Em resumo, a ideia jurídica de consumo consciente é baseada na premissa de que os consumidores têm um papel importante a desempenhar na promoção de práticas de produção e consumo mais sustentáveis e responsáveis, e que legislações podem desempenhar um papel fundamental em garantir que isso aconteça.
Para que se evolua nos temas propostos, estas breves divagações ainda precisam: definir regulação estatal e quando o Estado comete abuso em regular; pontuar sobre regulações e o consumo e; trazer à baila a recente sobre o bacon, como um exemplo a ser discutido.
A função do Estado em regular talvez seja a finalidade mais importante e mais complexa do Estado moderno. Essa função refere-se ao papel que o Estado exerce em controlar, limitar e direcionar o comportamento das pessoas e das organizações em uma sociedade, abrangendo, assim, desde questões econômicas, como regulação do mercado e proteção dos consumidores, até questões sociais, como preservação do meio ambiente, direitos trabalhistas e proteção aos direitos humanos.
A regulação do Estado pode ser vista como uma tentativa de equilibrar as forças do mercado com o interesse público, garantindo que os indivíduos e organizações se comportem de forma responsável e ética. Essa regulação pode incluir a criação de leis, normas administrativas e políticas públicas que definem o que é permitido e o que é proibido em uma determinada seara ou atuação. Mas regular – em prol de interesses públicos primários e secundários – gera impactos maléficos e benéficos a parcela dos seus subordinados.
A preocupação sobre impactos regulatórios não é novidade do hoje, não obstante ter alçado novos níveis de importância com o intento de desenvolver e desburocratizar a economia nacional[2]. Preocupação maior quando os impactos regulatórios geram ou são gerados por abuso do Estado em regular.
O abuso de poder regulatório ocorre quando a Administração Pública excede os limites de sua autoridade, age de forma arbitrária ou discriminatória em suas decisões e/ou normatiza prejudicando a livre iniciativa e a ampla concorrência. O abuso do poder suscita consequências negativas para a economia, para o livre mercado, para a inovação e os direitos dos indivíduos e empresas afetados.

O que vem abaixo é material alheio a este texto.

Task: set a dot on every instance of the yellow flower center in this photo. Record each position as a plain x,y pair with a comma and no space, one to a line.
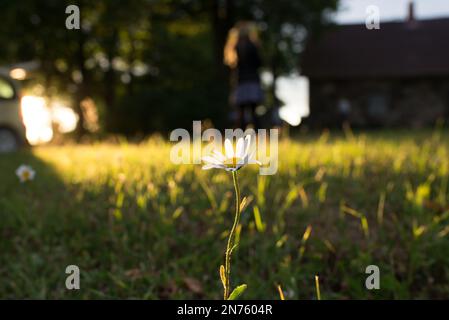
25,175
232,162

O ordenamento jurídico positiva a norma contida no art. 4ª da Lei da Liberdade Econômica, e impõe à Administração Pública o dever de evitar o abuso regulatório e consequentemente situações como: a criação de reserva de mercado e o favorecimento de grupo econômico; a barreira a novos concorrentes; restringir o uso de publicidade e propaganda sobre um setor; aumentar custos de transação sem demonstrar benefícios; dentre outros exemplos.[3]
Segundo a melhor e mais tradicional doutrina das Ciências Econômicas[4] a regulação do mercado se justifica – e logo não há que se falar em abuso – quando esse apresenta falhas. Relevante para essa reflexão é válido apontar a informação assimétrica ou incompleta como falha de mercado. É, portanto, a diferença de acesso à informação entre duas partes de uma relação negocial, como produtores e compradores acerca dos ingredientes de um produto, dificultando assim no julgamento final sobre qualidade desse.
Ainda que não esteja abarcado na definição de abuso do poder regulatório ou de falha de mercado pode-se falar em excesso da função de regular do Estado se uma norma é editada sem razão de ser. Em um país com mais de 5 milhões de normas legislativas[5] há que se repensar se as normas de fato geram efeitos ou meramente o caos. E aí você pode estar, finalmente, se perguntando: uma norma sobre o bacon se faz necessária? Legislar sobre o bacon pode ser abuso do poder regulatório? E se não pode, ao menos induz o consumo consciente? Vejamos.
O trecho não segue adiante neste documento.